Letteratura
I gatti non hanno nome: il romanzo pop di Rita Indiana
In certi casi, in estate, può capitare di annoiarsi da morire, soprattutto se sei una ragazzina, di fughe al mare non se ne parla e il tempo appare come un rettilineo in chiaroscuro piuttosto ansiogeno. In altri casi, invece, può capitare di annoiarsi uguale ma di impegnarsi in qualcosa che scacci l’opprimente sensazione. Succede così alla protagonista e voce narrante de I gatti non hanno nome, vivace romanzo di Rita Indiana, scrittrice di Santo Domingo, blogger, membro di una band di merengue alternativo e speaker radiofonica. Il romanzo, accolto con entusiasmo in America latina, è stato pubblicato in Italia da NN editore, con la traduzione di Vittoria Martinetto. I fatti sono più o meno questi. I genitori della nostra protagonista sono partiti e l’hanno affidata alle cure degli zii che la destinano al loro ambulatorio per animali. C’è da gestire il flusso delle visite, le urgenze e tutte le faccende che riguardano un’attività economica del genere. Mentre i giorni scivolano tra piccole grandi questioni familiari, le stramberie di Vita, l’amica di origini italiane e qualche festa, la ragazza annota su un taccuino i possibili nomi per un gatto, traendo ispirazione anche dalla musica. Non ci sono grandi eventi, va di scena il quotidiano, filtrato dallo sguardo curioso e ironico di una giovanissima. “Vita cercava qualcosa nel suo zainetto e io non avevo per niente fame. Qualcuno disse il mio cognome in un microfono e andai a ritirare il cibo. Masticai senza dire nulla, fissando una montagna di patatine fritte infangate di ketchup finché sentii un pezzo di carne grosso come un topo che cercava di scendermi in gola senza riuscirci. Mi scossi come una forsennata senza riuscire a respirare, e alla fine mi decisi a guardare in alto”.
Di questo libro si è scritto tanto e il fatto che abbia soddisfatto le aspettative di molti lettori è acclarato.

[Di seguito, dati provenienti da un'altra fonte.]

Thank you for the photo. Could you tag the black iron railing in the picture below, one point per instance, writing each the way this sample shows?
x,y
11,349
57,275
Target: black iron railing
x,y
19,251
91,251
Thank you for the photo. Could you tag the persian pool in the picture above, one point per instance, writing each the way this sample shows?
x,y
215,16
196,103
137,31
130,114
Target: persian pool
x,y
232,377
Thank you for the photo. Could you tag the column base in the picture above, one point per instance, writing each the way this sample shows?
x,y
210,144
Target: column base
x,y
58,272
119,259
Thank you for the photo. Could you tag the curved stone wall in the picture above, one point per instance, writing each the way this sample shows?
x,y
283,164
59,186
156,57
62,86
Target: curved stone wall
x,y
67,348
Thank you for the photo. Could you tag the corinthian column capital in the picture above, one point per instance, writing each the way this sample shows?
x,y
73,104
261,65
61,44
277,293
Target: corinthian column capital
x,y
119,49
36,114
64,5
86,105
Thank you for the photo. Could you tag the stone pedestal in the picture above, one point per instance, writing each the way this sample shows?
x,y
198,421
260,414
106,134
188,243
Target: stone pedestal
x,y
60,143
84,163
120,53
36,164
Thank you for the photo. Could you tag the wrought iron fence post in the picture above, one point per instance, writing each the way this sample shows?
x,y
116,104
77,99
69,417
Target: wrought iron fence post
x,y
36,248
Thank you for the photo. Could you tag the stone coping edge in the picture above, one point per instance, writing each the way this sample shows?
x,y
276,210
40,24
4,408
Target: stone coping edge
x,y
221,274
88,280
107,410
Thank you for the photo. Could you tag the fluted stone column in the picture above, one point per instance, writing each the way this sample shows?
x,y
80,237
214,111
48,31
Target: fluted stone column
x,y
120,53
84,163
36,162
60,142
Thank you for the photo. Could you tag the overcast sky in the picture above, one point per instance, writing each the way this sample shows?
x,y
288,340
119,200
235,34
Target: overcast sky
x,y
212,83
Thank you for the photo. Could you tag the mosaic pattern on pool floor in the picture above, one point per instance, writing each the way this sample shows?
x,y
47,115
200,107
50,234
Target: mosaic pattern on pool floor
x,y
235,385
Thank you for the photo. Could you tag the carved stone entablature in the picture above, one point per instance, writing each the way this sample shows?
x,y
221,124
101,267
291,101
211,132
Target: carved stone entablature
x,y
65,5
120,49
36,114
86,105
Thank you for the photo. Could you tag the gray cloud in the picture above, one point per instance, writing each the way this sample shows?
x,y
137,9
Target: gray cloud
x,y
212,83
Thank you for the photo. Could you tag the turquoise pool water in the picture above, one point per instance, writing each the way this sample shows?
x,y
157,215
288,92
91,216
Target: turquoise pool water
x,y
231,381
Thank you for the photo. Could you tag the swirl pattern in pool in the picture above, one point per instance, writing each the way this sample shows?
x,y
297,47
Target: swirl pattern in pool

Rita Indiana ha delineato un personaggio amichevole, di quelli a cui vai incontro volentieri, perché, all’improvviso, ti strappano una risata. Una battuta, un’osservazione, una gag tra i personaggi e il tentativo, riuscito, di alleggerire un’età che per una ragazza, ma pure per un ragazzo, è alquanto problematica. L’arte di sdrammatizzare meglio si impara e meglio è. La protagonista de I gatti non hanno nome lo sa bene e ne fa una legge di sopravvivenza, compresa qualche occasionale innocua bugia ai genitori quando le telefonano per sapere come se la passa.
Indiana è una voce nuova, impregnata di sole e vento, con influenze nord americane. Vittoria Martinetto, che il romanzo l’ha tradotto, in una nota scrive: “Rita Indiana – e basterebbe il nome – è molto pop, in tutti i sensi, ma soprattutto nel senso della pop art, che esalta e rivisita gli scarti del reale e dell’immaginario. C’è la musica lì dentro – con nomi e cognomi – la pubblicità, la tivù, marche di prodotte al supermercato, enumerazioni caotiche come liste della spesa, il dozzinale, insomma (…). Terra a terra e surreale al tempo stesso”. I gatti non hanno nome è un romanzo divertente, fresco. Se c’è una stagione per ogni libro, per questo è l’estate.